La firme qui a réalisé l'essentiel des effets spéciaux de ce film a elle aussi reçu cet Oscar. Mais dans le même temps, elle faisait faillite et licenciait à tour de bras. Lorsque le problème a été évoqué sur scène, le micro a été coupé au milieu des rires de la salle (voir la vidéo ci-dessous).

Mieux, plus vite et moins cher

Le problème, c'est la réduction des coûts demandée par les producteurs. Toujours mieux, toujours plus vite et toujours moins cher : c'est ce que l'on exige de ces professionnels. Même pour les superproductions où les effets spéciaux sont omniprésents. Même pour les blockbusters qui génèrent des dizaines de millions de bénéfice.
Et les studios font jouer la concurrence au niveau mondial alors que les règles ne sont pas les mêmes partout. La faute aux exonérations fiscales : certains pays veulent attirer cette industrie, à coups de cadeaux financiers aux productions. La France le fait mais certains font encore plus fort. Il y a eu la Grande Bretagne, la Belgique et l'eldorado actuellement, c'est le Canada

Pierre Buffin le sait bien. Il a fondé BUF en 1984, c'est un dinosaure du secteur. Il a travaillé sur trois Batman mais le quatrième lui a échappé, ses concurrents Anglais étaient moins chers. Alors il a créé Buf Belgique l'an dernier et Buf Canada cette année : "Les producteurs vous incitent à créer des sociétés au Canada, cela leur permet de récupérer des crédits d'impôts. Au Canada, il est deux fois plus important qu'en France. J'ai résisté longtemps et puis j'ai fini par céder ."
BUF emploie actuellement une centaine de salariés dont la moitié en CDI. Mais l'entreprise a compté jusqu'à 400 personnes il y a quelques années. Les employés sont pour la plupart des intermittents du spectacle.

Un métier de passionnés

Cette industrie n'échappe pas à la règle. C'est un métier de passionnés, jurent tous les professionnels. Julien Aulas travaille à BUF.
Il a notamment supervisé 1 minute 30 de L 'Odyssée de Pi . Une scène d'animation qui a nécessité six mois de travail : "Si le projet nous tient à cœur, on a envie de sortir de belles images. C'est plaisant d'entendre les gens dire qu'ils ont voyagé avec le film. C'est ce qui nous motive pour travailler les week-ends, faire de grosses journée ou prendre un peu moins de vacances ."

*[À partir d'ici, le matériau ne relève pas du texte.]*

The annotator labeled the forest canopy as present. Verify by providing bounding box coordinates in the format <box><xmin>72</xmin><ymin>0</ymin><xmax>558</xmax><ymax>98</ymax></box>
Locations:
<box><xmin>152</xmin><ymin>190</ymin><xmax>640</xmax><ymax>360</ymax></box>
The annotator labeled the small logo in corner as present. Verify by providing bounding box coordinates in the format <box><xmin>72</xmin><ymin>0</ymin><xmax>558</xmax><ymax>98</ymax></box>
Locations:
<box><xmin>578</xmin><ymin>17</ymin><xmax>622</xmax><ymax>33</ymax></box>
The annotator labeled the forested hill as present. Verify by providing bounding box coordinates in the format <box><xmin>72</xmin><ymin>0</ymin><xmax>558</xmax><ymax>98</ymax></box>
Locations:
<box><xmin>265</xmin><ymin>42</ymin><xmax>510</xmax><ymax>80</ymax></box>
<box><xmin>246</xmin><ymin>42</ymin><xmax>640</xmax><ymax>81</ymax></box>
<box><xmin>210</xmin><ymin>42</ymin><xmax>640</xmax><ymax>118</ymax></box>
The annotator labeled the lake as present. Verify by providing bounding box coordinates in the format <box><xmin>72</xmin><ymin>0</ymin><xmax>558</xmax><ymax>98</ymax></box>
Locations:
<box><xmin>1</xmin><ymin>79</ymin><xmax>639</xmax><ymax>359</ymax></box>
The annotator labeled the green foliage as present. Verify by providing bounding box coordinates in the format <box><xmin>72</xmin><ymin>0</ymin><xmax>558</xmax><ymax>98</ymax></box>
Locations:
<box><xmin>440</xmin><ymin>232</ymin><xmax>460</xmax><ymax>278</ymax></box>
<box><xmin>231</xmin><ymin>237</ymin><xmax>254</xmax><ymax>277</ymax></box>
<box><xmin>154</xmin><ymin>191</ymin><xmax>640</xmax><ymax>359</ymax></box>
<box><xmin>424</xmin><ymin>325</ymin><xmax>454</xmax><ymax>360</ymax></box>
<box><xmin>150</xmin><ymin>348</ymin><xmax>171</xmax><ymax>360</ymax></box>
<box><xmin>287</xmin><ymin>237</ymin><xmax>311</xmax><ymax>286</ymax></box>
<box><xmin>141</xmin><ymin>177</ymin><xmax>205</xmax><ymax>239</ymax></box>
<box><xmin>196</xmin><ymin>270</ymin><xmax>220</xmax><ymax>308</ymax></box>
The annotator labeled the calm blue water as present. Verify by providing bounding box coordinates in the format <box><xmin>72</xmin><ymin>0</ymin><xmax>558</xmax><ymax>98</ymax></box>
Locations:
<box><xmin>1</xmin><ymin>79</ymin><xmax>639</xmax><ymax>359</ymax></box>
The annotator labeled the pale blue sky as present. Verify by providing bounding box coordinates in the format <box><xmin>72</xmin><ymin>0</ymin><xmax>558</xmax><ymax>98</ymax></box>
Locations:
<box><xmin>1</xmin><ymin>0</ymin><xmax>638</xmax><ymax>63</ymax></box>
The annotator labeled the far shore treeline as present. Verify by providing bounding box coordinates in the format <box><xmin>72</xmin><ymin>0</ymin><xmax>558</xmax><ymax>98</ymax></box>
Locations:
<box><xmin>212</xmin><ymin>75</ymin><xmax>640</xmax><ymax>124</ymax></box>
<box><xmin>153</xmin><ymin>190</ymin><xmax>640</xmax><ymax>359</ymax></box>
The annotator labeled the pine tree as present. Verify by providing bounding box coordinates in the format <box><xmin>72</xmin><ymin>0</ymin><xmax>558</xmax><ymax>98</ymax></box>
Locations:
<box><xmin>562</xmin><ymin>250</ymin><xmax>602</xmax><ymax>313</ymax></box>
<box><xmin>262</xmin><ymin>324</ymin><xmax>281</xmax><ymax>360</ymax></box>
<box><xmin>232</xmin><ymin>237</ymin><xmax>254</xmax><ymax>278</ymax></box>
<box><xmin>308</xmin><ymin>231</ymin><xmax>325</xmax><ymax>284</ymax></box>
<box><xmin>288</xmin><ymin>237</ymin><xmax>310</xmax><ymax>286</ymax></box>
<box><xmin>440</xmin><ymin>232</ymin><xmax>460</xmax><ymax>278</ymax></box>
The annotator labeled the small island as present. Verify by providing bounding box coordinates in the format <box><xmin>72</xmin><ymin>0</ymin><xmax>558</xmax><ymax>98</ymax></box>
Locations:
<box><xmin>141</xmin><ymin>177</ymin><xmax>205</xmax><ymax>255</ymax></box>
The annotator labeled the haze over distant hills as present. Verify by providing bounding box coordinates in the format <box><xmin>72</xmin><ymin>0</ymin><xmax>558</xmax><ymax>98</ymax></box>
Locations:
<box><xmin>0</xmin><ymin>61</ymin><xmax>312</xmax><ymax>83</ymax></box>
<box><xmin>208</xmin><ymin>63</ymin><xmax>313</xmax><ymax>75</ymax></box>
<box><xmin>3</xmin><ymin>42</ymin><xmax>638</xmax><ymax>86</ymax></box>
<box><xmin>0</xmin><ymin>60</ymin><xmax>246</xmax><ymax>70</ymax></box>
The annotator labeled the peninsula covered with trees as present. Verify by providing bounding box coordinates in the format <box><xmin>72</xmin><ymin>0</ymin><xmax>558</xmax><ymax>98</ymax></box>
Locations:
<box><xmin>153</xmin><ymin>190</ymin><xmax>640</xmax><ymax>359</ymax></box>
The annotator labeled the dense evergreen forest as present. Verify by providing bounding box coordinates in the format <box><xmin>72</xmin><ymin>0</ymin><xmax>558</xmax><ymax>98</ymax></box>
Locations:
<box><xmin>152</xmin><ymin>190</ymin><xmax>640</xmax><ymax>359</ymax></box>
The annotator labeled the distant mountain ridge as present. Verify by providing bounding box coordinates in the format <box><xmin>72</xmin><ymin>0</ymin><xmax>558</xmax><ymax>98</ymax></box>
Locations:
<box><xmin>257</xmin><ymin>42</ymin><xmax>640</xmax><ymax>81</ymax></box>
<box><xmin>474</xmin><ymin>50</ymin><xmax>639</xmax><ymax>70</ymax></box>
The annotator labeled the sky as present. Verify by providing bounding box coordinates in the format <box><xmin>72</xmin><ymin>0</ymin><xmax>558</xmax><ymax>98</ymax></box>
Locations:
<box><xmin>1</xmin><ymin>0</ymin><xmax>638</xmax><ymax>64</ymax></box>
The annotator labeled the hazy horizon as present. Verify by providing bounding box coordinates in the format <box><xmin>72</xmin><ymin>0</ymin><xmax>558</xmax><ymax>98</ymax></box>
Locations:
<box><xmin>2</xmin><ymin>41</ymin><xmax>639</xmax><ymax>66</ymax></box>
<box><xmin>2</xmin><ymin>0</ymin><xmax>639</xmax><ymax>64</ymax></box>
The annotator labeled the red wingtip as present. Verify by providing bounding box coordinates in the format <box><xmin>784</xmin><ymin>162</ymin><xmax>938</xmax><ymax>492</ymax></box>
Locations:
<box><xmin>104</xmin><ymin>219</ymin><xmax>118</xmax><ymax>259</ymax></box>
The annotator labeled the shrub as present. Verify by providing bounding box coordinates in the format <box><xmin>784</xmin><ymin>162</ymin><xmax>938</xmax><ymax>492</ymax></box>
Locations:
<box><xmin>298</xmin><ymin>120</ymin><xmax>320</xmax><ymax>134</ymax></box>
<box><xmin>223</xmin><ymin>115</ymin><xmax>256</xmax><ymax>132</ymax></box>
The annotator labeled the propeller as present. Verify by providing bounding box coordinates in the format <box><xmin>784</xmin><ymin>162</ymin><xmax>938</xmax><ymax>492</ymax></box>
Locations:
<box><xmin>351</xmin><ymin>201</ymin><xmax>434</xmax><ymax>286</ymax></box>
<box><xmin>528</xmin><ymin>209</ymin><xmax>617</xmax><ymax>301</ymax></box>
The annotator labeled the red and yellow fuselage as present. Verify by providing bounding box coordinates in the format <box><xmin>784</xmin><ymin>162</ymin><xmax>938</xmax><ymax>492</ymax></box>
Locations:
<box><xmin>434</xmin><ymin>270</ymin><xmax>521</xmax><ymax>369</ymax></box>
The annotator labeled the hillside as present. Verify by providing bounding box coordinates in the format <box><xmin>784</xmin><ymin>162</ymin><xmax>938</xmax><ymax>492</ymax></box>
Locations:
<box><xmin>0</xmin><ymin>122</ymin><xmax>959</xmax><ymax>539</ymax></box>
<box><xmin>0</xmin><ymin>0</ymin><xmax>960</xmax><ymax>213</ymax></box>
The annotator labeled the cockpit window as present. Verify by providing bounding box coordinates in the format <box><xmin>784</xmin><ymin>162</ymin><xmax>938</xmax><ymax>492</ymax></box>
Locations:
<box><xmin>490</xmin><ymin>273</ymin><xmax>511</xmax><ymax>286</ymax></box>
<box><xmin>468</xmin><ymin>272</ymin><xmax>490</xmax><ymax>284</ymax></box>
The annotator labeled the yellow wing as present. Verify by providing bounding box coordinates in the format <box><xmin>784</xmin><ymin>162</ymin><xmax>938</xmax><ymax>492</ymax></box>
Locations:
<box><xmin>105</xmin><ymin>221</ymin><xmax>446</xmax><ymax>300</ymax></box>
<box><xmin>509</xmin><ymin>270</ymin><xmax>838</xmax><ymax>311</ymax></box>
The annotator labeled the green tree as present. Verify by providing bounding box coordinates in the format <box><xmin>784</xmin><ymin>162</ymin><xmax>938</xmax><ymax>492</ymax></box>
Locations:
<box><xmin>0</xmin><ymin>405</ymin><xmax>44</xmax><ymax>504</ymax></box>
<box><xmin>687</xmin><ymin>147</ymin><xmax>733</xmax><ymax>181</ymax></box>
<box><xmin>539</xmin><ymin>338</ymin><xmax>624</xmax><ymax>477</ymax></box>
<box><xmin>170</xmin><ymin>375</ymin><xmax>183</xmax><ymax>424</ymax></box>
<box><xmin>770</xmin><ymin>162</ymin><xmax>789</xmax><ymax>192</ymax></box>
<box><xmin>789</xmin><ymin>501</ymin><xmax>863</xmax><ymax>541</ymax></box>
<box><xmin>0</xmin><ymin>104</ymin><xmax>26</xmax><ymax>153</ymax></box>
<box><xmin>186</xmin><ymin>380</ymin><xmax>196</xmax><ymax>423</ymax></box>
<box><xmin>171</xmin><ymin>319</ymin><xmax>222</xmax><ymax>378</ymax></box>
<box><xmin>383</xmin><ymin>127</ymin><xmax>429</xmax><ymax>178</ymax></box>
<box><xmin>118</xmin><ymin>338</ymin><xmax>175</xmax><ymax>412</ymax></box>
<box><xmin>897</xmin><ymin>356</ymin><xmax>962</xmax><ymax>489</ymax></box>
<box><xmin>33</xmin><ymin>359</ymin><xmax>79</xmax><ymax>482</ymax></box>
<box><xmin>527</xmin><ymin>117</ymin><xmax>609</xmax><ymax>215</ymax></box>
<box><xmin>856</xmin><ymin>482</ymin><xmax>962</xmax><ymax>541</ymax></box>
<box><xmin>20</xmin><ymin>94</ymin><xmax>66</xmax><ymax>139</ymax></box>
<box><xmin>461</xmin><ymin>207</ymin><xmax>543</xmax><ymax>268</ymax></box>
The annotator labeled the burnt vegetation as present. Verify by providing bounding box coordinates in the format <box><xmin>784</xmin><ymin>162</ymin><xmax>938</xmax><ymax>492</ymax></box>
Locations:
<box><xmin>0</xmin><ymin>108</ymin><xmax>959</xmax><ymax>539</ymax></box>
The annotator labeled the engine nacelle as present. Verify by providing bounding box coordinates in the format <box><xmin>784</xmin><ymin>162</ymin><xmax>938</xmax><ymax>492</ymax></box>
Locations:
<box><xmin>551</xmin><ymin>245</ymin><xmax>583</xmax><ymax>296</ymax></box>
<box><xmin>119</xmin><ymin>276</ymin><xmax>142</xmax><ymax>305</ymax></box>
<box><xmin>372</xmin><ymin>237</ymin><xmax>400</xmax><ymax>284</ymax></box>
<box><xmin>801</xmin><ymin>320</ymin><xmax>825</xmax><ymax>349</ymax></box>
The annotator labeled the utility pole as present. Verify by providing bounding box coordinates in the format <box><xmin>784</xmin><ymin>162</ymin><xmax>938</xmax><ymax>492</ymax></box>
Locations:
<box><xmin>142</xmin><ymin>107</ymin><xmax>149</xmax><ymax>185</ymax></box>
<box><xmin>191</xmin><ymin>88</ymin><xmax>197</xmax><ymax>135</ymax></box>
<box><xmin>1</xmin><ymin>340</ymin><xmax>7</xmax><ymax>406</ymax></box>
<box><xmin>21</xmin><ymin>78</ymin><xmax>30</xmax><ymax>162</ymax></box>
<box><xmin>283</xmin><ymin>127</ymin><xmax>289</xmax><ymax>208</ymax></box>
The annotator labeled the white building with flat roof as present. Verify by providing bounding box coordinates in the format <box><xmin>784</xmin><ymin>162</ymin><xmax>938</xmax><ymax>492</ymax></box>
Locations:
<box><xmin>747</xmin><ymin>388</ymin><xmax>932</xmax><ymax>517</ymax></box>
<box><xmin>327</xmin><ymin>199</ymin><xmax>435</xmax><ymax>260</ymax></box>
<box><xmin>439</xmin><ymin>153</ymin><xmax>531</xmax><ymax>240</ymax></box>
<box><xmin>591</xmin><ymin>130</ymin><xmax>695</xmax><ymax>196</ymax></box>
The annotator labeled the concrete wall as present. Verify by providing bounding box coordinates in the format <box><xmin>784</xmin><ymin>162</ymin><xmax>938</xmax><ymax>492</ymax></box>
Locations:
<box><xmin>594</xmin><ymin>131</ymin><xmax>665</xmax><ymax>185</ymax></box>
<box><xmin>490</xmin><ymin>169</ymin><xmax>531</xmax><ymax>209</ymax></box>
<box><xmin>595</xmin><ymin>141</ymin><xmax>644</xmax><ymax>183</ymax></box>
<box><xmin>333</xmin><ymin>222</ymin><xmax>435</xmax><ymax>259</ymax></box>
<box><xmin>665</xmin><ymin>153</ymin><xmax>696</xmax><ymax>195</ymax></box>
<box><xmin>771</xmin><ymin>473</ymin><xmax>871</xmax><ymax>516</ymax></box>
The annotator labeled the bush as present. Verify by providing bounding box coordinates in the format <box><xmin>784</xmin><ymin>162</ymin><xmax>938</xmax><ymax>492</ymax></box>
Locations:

Les heures supplémentaires font enfler le budget alors que les devis sont déjà faits. Les patrons n'aiment pas cela. "En fin de production, les salariés peuvent travailler trois mois, 7 jours sur 7, 16 heures par jour", affirme Yoan Blanc ancien directeur pédagogique d'une école de formation aux effets spéciaux. "Le fond du problème, il est là : dans ces conditions de travail inacceptables ."

Budgets serrés et délais brefs

Et les clients ne se rendent généralement pas compte du travail effectué. Il y a quelque chose d'opaque et de magique dans les effets spéciaux : En quelques clics, ils font des merveilles. Une citrouille transformée en carrosse, une cucurbitacée en baguette magique.
Julien Villanueva a créé Circus, sa société, il y a moins de cinq ans avec un ami. Après avoir travaillé sur d'énormes projets comme Matrix .
Il dirige maintenant une petite structure d'une vingtaine de salariés. Ils font surtout des publicités : "On est serrés sur les budgets et sur le temps alors que l'on sait très bien que pour faire de belles réalisations, il faut du temps et donc de l'argent. On nous commande des choses d'un mois à l'autre. C'est rare d'avoir une visibilité de plus de deux ou trois mois ."

. Les images de film avant effets spéciaux fleurissent sur les réseaux sociaux. Captain America ou Ironman y sont complètement ridicules. Pour montrer l'importance de la post-production.